On the Dingle Peninsula we decided to drive out to Brandon Point, a place reached by one lone road along the edge of a sea cliff.  This seemed straightforward.  Still, we got lost, somewhere in Cloghane or possibly Brandon, steered down tiny, rutted, hedge-lined lanes to nowhere by signs that seemed to indicate numerous possibilities for reaching the Point, like the scarecrow in the Wizard of Oz.

Jane and I decided to ask for directions.  A genial man in a cap said a cheerful "Hello ladies" when we rolled down the car window. He assured us Brandon Point was straight ahead, and we "couldn’t miss it."  "You’d be surprised," said Jane, but we did find it at last, driving along the side of Brandon Mountain until we reached the end of the road, with the long rolling breakers of Brandon Bay to our right, and the open Atlantic ahead.  It was near sunset and the water was turquoise, seemingly lit from below.

We were not as lucky with Gallarus Oratory, a 1200 year old stone chapel to the west of Dingle town.  We saw a sign at the end of a small road that read "Gallarus Oratory, 1/4 mile."  We turned in and drove to the end of the road, where we saw another sign, pointing back to where we’d been, that read "Gallarus, 1/2 mile."  We went back, parked in the middle, got up on a couple of concrete gateposts (a "Beware of Bull" sign tacked to one of them) and scanned both ways.  No sign of Gallarus.

Later, I found out that the locals would reorient signs for their own amusement (that would explain how we ended up at Brandon Creek while following a sign back to Dingle town).  I had to admire the attitude.  They would take our tourist dollars alright, but that didn’t mean they were gonna make things easy for us. 

That was eight years ago.  In the last year or two, large green road signs have appeared all over the rural west with destinations and distances clearly marked.  There are even two or three straightforward signs to Gallarus (though they send you to the tourist center and coach carpark where you can buy a ticket, instead of to the small pulloff up a one-lane road where you walk to Gallarus on a gravel path through fushcia hedges, for free).

And now, as of yesterday, national uniformity, everything in kilometers.  No driver in Ireland will ever again have the disorienting experience of getting farther away from their destination as they get closer.  Of course this is good.  It’s modern and progressive, and it helps people get around the place, vital to a tourist-charged economy. 

Yet, I experienced a small twinge as I remembered the confusing charm of earlier days. There are places I never would have found and people I never would have met if I’d gone directly to where I was going.

As it turns out, this twinge was premature.  The new law requires that all roads have posted speed limits.  Previously, it was assumed that drivers knew the limit, based on the type of road it was (motorway, national road, etc.).  Tourists, of course, would not know that, so these new signs would be especially helpful for them.

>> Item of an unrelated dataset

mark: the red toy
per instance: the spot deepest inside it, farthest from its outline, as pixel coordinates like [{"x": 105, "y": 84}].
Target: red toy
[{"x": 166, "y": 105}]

Thus did we find out that the small bohareen on which my friend Kate lives–a one-lane, hedge-lined road with numerous curves that goes up the side of a mountain–is newly signposted at 80 km.  That’s about 50 mph.  The road through Killarney National Park, narrow and twisting, winding through old forests, under one-lane natural rock bridges, by quiet lakes and up precarious mountainsides, is also posted at 80 km.

Meanwhile, in Dublin, a bridge to Dollymount Strand has been posted at 5 km, a speed so low it is not even on the speedometer.  Most people can walk faster than that.

It appears that the Irish driving experience is characterized by a certain zaniness that no law can overcome.

The people in Dublin contacted their county council, and the sign at Dollymount Strand will be changed. 

Back west, where the new speed limit signs are being ignored as thoroughly as the old signs, I hear a rumor that road signs in the Gaeltacht will soon be in Irish only.

I’m looking foward to the tourist season.